POTENZ

WIE ENTSTEHT EINE EREKTION?

Ein Zusammenspiel von Nervenreizen sendet Signale, die durch das Rückenmark des Mannes bis hin zum Geschlechtsorgan geleitet werden. Die eintreffenden Signale sorgen dafür, dass sich die Schwellkörper des Penis mit Blut füllen und er steif wird.

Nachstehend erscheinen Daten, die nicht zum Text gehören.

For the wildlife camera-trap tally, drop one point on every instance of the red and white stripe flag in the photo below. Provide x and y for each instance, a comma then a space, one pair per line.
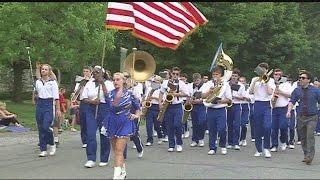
164, 24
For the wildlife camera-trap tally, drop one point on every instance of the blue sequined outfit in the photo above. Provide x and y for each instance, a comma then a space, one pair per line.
117, 123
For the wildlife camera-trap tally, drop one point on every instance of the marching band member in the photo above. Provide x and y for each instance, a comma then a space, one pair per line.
198, 113
280, 100
47, 91
98, 109
245, 112
131, 86
292, 119
217, 114
174, 112
83, 106
295, 109
166, 75
185, 128
308, 96
262, 92
153, 111
119, 124
234, 114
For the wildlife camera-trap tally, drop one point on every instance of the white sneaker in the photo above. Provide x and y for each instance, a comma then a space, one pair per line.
165, 139
56, 139
101, 164
155, 134
43, 154
90, 164
237, 147
224, 151
170, 150
291, 146
244, 142
201, 143
52, 150
283, 146
211, 152
140, 154
193, 144
186, 134
274, 149
179, 148
267, 153
257, 154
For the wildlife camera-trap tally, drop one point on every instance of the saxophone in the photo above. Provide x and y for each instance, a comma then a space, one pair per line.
168, 100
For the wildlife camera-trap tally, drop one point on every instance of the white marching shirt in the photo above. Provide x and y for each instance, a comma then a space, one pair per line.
90, 90
225, 92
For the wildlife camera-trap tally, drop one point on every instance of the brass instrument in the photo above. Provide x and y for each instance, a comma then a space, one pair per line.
223, 60
275, 96
168, 100
82, 82
264, 76
187, 108
146, 105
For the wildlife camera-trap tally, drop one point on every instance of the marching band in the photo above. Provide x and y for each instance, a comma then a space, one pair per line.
225, 105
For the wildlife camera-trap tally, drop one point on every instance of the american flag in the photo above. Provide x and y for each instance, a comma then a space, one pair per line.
164, 24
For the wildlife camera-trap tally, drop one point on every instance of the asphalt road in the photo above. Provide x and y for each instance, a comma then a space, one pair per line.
19, 160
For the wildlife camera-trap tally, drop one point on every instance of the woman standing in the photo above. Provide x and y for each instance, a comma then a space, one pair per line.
47, 90
119, 125
97, 110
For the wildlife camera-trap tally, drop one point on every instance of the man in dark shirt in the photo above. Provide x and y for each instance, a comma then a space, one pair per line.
308, 96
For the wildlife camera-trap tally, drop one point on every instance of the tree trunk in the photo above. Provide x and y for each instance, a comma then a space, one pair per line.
18, 67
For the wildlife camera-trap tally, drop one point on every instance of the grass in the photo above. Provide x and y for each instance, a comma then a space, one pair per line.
25, 112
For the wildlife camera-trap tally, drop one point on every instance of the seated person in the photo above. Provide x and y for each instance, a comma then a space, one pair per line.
7, 117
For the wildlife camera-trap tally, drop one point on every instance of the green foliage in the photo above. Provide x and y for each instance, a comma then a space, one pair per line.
70, 35
25, 112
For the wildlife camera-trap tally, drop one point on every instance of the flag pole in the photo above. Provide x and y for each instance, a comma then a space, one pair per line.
102, 61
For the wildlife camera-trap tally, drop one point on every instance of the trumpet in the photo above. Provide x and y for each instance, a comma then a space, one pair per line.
145, 106
187, 108
264, 76
168, 100
82, 82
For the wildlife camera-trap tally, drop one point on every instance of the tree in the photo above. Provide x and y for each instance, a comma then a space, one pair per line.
65, 35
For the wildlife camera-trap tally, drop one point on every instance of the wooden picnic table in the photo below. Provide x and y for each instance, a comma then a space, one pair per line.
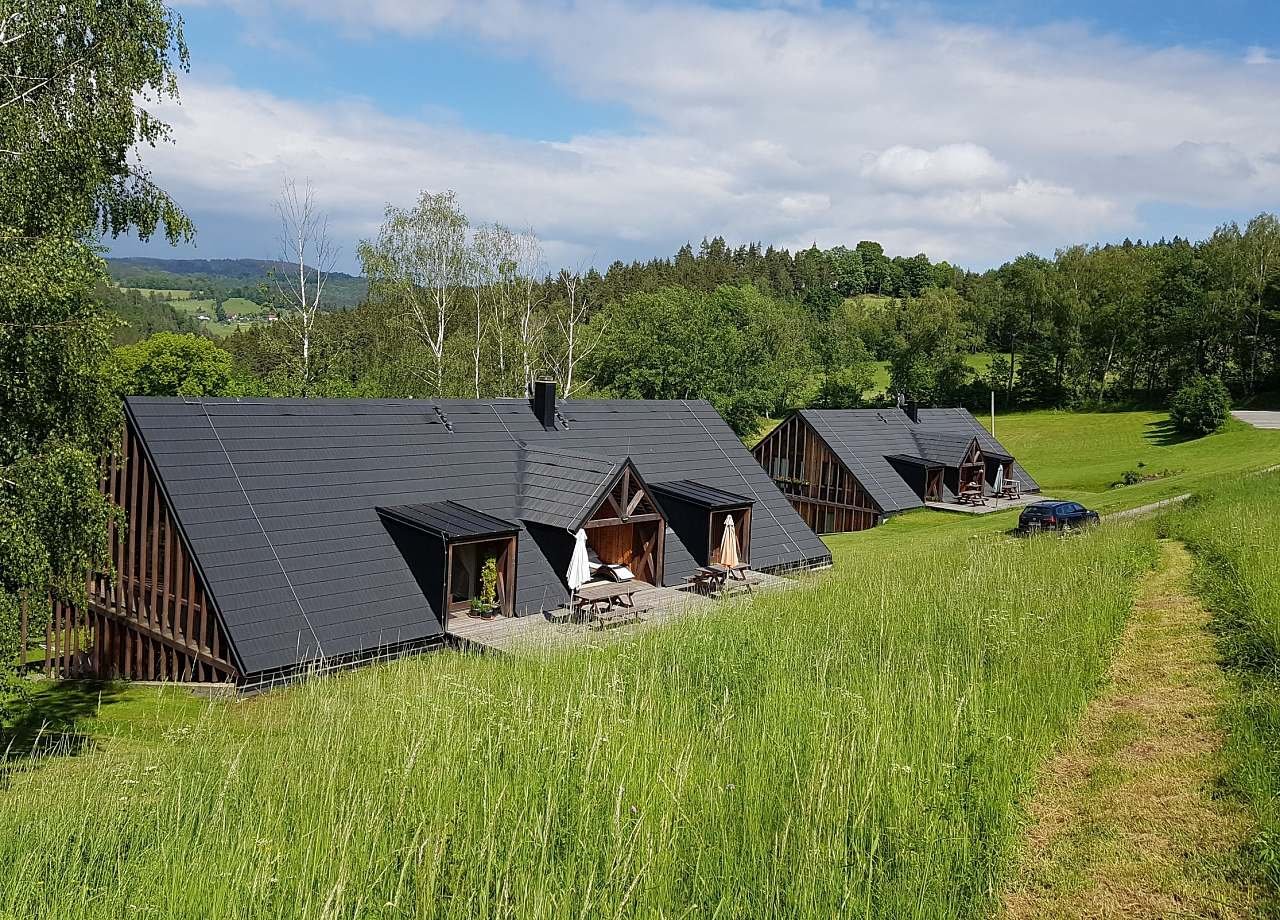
716, 578
737, 572
608, 599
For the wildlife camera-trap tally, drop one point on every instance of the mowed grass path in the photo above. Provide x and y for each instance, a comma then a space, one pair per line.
1128, 819
856, 746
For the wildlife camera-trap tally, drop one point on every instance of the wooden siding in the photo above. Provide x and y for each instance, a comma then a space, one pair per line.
819, 486
154, 621
629, 529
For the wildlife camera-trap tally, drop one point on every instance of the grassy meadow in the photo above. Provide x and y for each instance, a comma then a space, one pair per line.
860, 745
1234, 534
855, 746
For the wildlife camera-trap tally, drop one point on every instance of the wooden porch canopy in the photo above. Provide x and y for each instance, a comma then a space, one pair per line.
452, 529
568, 490
698, 513
924, 476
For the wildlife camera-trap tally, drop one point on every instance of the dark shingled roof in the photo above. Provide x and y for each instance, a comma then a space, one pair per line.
449, 520
279, 499
915, 461
702, 495
867, 439
562, 488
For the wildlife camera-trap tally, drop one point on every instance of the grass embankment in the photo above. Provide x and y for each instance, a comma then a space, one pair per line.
1127, 819
1235, 536
854, 747
1080, 454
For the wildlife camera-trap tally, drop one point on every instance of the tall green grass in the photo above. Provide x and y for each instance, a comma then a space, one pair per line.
1235, 535
856, 746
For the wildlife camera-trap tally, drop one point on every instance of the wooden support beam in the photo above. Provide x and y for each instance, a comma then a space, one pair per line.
616, 521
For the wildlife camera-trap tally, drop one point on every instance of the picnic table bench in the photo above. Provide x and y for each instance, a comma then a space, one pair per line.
608, 602
718, 580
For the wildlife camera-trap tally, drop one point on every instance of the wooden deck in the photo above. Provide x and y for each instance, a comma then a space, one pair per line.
556, 628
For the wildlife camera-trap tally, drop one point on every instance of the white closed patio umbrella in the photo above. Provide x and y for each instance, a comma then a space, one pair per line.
579, 566
728, 544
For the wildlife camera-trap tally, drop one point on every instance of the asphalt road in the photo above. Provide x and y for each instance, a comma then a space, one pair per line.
1258, 420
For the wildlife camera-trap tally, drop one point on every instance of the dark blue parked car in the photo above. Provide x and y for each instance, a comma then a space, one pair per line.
1055, 516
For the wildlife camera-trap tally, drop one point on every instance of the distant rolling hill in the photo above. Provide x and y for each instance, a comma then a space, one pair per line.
225, 278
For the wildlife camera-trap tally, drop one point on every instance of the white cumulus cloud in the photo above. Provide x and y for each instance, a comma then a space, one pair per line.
785, 123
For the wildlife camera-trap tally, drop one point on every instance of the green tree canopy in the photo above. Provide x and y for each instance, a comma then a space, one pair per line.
73, 87
181, 365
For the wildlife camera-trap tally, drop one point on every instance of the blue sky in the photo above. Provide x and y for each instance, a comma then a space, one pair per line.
620, 129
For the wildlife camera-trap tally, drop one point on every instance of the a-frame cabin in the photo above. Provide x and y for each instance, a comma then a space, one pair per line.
848, 470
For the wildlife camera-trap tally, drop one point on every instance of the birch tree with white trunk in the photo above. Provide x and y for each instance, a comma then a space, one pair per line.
419, 262
531, 323
481, 277
306, 257
577, 343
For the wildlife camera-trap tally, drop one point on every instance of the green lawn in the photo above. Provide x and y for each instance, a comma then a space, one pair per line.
170, 293
242, 306
1079, 454
856, 746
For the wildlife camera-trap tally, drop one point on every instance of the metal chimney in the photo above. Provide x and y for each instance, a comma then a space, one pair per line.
544, 402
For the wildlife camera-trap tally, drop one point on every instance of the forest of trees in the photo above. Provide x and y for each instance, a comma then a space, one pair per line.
448, 309
759, 330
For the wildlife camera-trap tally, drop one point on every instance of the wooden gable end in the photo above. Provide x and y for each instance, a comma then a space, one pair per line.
813, 477
154, 621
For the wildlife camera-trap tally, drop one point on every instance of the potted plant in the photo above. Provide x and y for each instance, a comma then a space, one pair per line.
487, 603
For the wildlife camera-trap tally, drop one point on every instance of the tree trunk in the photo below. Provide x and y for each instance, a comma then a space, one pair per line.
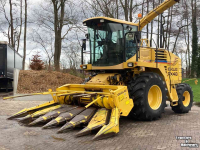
58, 25
25, 32
11, 25
20, 30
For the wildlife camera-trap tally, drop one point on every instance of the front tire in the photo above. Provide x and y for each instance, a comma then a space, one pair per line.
185, 98
148, 91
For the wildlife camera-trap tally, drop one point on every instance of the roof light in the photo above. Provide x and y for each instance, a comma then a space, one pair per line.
140, 16
130, 64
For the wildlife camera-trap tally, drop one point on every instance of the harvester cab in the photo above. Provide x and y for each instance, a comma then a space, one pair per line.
128, 77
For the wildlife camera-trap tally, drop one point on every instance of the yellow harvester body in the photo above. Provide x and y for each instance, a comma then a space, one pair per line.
126, 78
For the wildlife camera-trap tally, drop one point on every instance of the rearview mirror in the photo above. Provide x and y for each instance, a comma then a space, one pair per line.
87, 36
84, 44
138, 36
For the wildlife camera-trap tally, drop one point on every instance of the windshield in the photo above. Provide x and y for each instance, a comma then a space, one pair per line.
107, 44
110, 44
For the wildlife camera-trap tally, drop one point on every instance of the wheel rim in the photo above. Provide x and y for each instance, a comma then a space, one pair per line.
155, 97
186, 102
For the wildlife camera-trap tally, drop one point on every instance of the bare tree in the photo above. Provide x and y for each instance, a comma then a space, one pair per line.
45, 40
11, 21
25, 32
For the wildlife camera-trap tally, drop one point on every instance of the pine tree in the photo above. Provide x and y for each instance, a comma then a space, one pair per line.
37, 63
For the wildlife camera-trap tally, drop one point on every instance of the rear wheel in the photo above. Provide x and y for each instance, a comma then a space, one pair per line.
185, 98
148, 92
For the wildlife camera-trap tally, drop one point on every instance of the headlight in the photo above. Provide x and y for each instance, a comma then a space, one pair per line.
130, 64
84, 67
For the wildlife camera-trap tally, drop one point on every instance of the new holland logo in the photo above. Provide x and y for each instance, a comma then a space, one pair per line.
175, 62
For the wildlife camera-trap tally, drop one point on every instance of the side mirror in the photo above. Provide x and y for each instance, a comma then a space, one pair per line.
87, 36
138, 36
84, 44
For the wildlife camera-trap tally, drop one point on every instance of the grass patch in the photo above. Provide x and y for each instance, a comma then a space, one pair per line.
195, 89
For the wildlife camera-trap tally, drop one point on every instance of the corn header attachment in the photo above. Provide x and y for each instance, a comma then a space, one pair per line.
99, 106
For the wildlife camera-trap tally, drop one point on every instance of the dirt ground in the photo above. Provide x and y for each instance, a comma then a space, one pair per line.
160, 134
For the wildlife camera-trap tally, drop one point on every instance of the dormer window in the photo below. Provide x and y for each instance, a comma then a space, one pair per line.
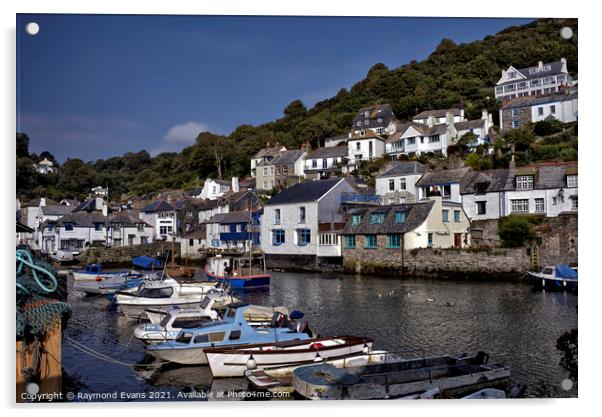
524, 182
571, 181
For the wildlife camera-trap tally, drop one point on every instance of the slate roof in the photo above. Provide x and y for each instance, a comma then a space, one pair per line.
404, 168
56, 210
268, 152
555, 69
284, 158
448, 176
382, 111
437, 113
328, 152
527, 101
159, 205
546, 176
470, 124
232, 217
416, 214
303, 192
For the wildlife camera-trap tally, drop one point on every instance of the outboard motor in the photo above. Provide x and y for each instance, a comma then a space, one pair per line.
278, 319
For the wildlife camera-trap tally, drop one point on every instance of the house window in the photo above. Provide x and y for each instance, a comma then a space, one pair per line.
524, 182
278, 237
377, 218
520, 205
303, 237
394, 240
456, 216
571, 181
400, 216
370, 241
350, 241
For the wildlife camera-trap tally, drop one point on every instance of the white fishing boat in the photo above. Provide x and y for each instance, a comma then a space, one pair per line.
166, 294
233, 361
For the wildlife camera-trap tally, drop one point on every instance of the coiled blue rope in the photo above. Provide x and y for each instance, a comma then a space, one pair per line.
24, 258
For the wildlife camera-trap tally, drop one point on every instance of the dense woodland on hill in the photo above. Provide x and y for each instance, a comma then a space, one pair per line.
452, 74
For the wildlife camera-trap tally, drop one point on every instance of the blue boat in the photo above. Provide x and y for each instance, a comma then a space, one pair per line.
187, 348
560, 277
146, 262
237, 272
94, 272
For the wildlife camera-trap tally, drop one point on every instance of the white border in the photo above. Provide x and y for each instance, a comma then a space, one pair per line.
589, 60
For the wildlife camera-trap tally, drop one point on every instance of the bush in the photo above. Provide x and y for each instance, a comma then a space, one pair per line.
515, 231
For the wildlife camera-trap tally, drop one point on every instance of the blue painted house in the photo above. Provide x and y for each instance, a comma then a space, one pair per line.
233, 230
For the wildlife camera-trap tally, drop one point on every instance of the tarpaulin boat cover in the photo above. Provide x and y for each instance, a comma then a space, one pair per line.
565, 271
146, 262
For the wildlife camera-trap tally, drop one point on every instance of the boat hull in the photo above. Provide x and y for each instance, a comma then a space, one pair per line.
254, 282
225, 364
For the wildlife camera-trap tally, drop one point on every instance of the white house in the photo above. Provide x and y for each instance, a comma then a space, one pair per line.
265, 155
398, 184
378, 118
541, 79
548, 189
438, 116
214, 189
365, 146
322, 162
519, 111
162, 216
445, 183
301, 221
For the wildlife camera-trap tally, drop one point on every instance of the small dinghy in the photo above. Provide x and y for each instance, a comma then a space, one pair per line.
166, 294
555, 278
233, 361
189, 346
453, 374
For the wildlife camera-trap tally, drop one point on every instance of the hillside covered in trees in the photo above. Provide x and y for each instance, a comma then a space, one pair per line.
452, 74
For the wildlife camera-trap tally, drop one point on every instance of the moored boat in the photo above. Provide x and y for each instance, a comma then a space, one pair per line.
240, 273
189, 346
555, 278
233, 361
454, 374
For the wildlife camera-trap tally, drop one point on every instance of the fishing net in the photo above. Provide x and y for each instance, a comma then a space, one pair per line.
41, 296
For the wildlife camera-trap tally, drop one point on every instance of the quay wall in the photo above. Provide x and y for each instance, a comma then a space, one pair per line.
122, 255
452, 263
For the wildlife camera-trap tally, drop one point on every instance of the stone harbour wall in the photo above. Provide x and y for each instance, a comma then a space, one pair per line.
123, 255
453, 263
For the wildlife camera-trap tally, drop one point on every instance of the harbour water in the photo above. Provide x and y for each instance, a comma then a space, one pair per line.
516, 325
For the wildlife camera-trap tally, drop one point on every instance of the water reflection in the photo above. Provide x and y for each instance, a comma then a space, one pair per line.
516, 325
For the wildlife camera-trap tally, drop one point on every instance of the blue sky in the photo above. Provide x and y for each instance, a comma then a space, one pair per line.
95, 86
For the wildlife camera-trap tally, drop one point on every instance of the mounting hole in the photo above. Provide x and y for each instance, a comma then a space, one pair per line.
566, 33
32, 28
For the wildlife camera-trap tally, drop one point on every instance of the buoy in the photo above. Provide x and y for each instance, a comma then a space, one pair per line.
251, 363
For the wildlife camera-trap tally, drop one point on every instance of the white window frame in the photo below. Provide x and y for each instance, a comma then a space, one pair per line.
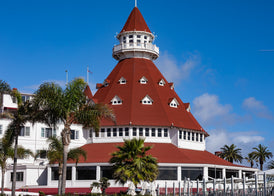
147, 100
116, 100
143, 80
24, 131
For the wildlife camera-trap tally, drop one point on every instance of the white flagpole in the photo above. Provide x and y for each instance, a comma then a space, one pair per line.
87, 75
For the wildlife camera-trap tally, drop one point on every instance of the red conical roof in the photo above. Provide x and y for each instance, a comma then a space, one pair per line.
132, 111
135, 22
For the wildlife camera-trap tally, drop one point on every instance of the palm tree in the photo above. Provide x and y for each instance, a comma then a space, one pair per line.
262, 153
55, 155
250, 158
231, 153
18, 118
131, 163
6, 152
270, 165
4, 88
54, 105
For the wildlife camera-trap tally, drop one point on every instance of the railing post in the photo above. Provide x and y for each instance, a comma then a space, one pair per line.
243, 183
179, 188
165, 188
232, 185
224, 186
173, 188
204, 187
197, 187
264, 184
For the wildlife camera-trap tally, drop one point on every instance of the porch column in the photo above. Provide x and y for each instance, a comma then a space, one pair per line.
73, 175
98, 173
179, 173
205, 173
224, 172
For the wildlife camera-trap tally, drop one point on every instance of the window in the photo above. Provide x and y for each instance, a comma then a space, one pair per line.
193, 173
107, 172
25, 98
134, 131
147, 132
114, 132
165, 133
141, 132
153, 132
48, 132
147, 100
55, 173
130, 40
173, 103
116, 100
216, 173
42, 154
143, 80
86, 173
167, 173
108, 132
24, 131
74, 135
159, 132
122, 80
102, 132
161, 82
188, 135
126, 131
180, 134
120, 131
19, 176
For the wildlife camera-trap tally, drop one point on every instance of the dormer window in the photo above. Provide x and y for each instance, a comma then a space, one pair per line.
116, 100
162, 82
122, 80
143, 80
147, 100
173, 103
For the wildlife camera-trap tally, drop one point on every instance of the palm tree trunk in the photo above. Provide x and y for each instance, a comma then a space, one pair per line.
66, 141
3, 180
14, 165
60, 179
64, 173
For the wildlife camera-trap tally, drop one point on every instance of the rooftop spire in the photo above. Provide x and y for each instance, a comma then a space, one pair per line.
135, 21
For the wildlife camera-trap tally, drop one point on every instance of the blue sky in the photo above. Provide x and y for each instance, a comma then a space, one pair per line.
220, 54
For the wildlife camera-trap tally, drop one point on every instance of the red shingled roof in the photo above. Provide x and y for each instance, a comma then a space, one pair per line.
164, 152
132, 111
135, 22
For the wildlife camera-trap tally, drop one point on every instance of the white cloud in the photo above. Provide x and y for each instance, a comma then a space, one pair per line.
244, 140
257, 108
174, 71
209, 111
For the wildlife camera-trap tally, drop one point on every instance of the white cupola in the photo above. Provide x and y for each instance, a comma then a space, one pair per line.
136, 40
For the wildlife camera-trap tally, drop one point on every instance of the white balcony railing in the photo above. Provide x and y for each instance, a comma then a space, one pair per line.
136, 46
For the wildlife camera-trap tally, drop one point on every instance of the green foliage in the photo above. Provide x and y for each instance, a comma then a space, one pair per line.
261, 153
131, 163
251, 158
270, 165
231, 153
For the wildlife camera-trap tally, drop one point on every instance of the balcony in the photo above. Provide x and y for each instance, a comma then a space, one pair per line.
135, 49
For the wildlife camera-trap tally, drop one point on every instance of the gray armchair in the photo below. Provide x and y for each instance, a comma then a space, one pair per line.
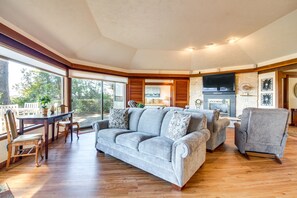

DURCHHÄNGER  SIND GANZ NORMAL

Von Durchhängern im Bett ist nahezu jeder Mann gelegentlich betroffen – kein Zeichen mangelnder Männlichkeit.
Sowohl körperliche als auch überwiegend psychische Ursachen können zu Erektionsproblemen führen. Oft verursacht Stress die Probleme. Versagensängste beim Sex ist der häufigste Lustkiller. Bei chronischer Überforderung kommt es zu einem Serotoninmangel. Serotonin ist eine Komponente des Blutserums, die den Tonus (Spannung)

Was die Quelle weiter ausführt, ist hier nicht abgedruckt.